2005 Salt Lake City Annual Meeting (October 16–19, 2005)

Paper No. 11
Presentation Time: 11:20 AM


PHILLIPS, Richard J., Berkeley Geochronology Center & Department of Earth and Planetary Sciences, University of California, Berkeley, 2455 Ridge Road, Berkeley, CA 94709, SHARP, Warren D., Berkeley Geochronology Center, 2455 Ridge Rd, Berkeley, CA 94709, PEDERSON, Joel L., Department of Geology, Utah State Univ, 4505 Old Main Hill, Logan, UT 84322 and BOETTINGER, Janice L., Department of Plants, Soils & Biometeorology, Utah State University, Logon, UT 84322, richardp@eps.berkeley.edu

The timing and rate of climate-induced regression of Lake Bonneville, from the Provo stillstand to the pre-Holocene lowstand, has been the focus of a number of climate studies that have endeavored to correlate regional and global records. Recent published analyses of radiocarbon data from shoreline facies suggests that Lake Bonneville maintained prolonged, high frequency oscillations at or near the Provo level before undergoing rapid regression to near modern lake levels by 11.5 14C ka (Godsey et al. 2005. Quat. Res. 63, 212-223). Although the relative timing of Lake Bonneville pluvial events is well constrained, direct correlation between published radiocarbon ages and regional or global climate records is not straightforward due to uncertainties inherent in the dating technique such as the reservoir effect.

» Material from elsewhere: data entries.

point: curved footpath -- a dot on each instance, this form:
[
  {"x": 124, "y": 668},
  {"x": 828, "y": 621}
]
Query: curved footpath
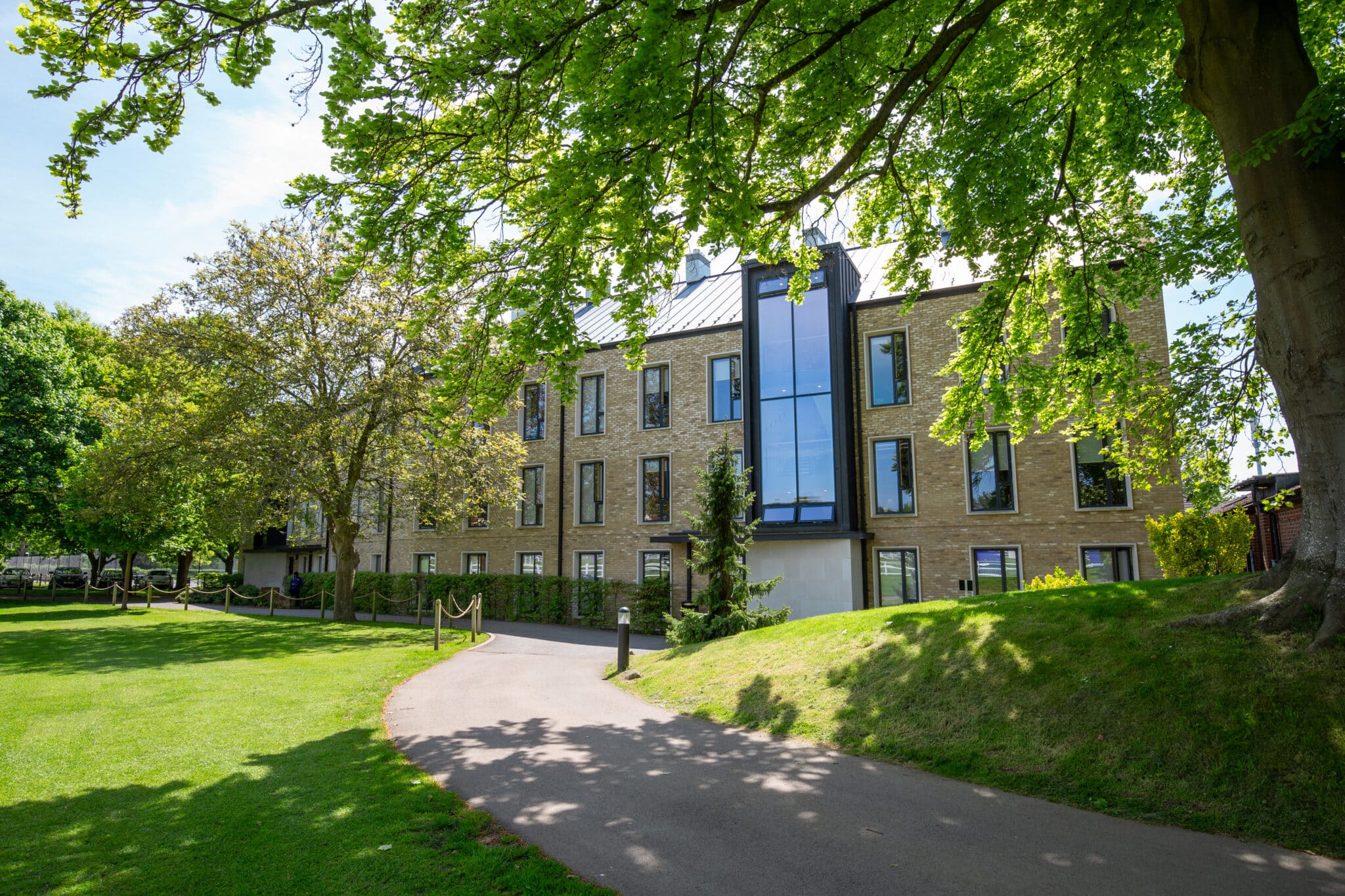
[{"x": 646, "y": 801}]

Uranium series dating of a calcic soil profile, developed within a Provo gravel shore zone deposit near Hyrum, provides a vertical chronosequence of some complexity. Preliminary uranium-series ages, determined from inner pedogenic carbonate rinds, display a broad age distribution between c.30-10 ka, with the majority of the samples in the range c.13.5-10 ka with 2σ errors between 5-10%. Although the bulk of the older sub-set may be discounted due to high initial 230Th derived from detrital contaminants, a minority reflect an older age distribution that may be genuine and should be considered in models of Lake Bonneville evolution. The suggested regression of the Provo shoreline by c.11.5 14C ka (c.13.5 cal ka [Fairbanks1204 calibration: Fairbanks et al. 2005. Quat. Sci. Rev. 24, 1781-1796]) broadly correlates with the onset of calcic soil development constrained by the younger sub-set (c.13.5-10 ka), although a number of older outliers should not be discounted. Analysis of the dataset suggests that pedogenic carbonate sampled from basal gravel units are more likely to be free of significant detritus, resulting in inner rind ages of improved precision. Further work will better constrain the potential correlation between radiocarbon and uranium-series ages and may help determine both the extent of the reservoir effect in Lake Bonneville and the correlation between regional and global climate records.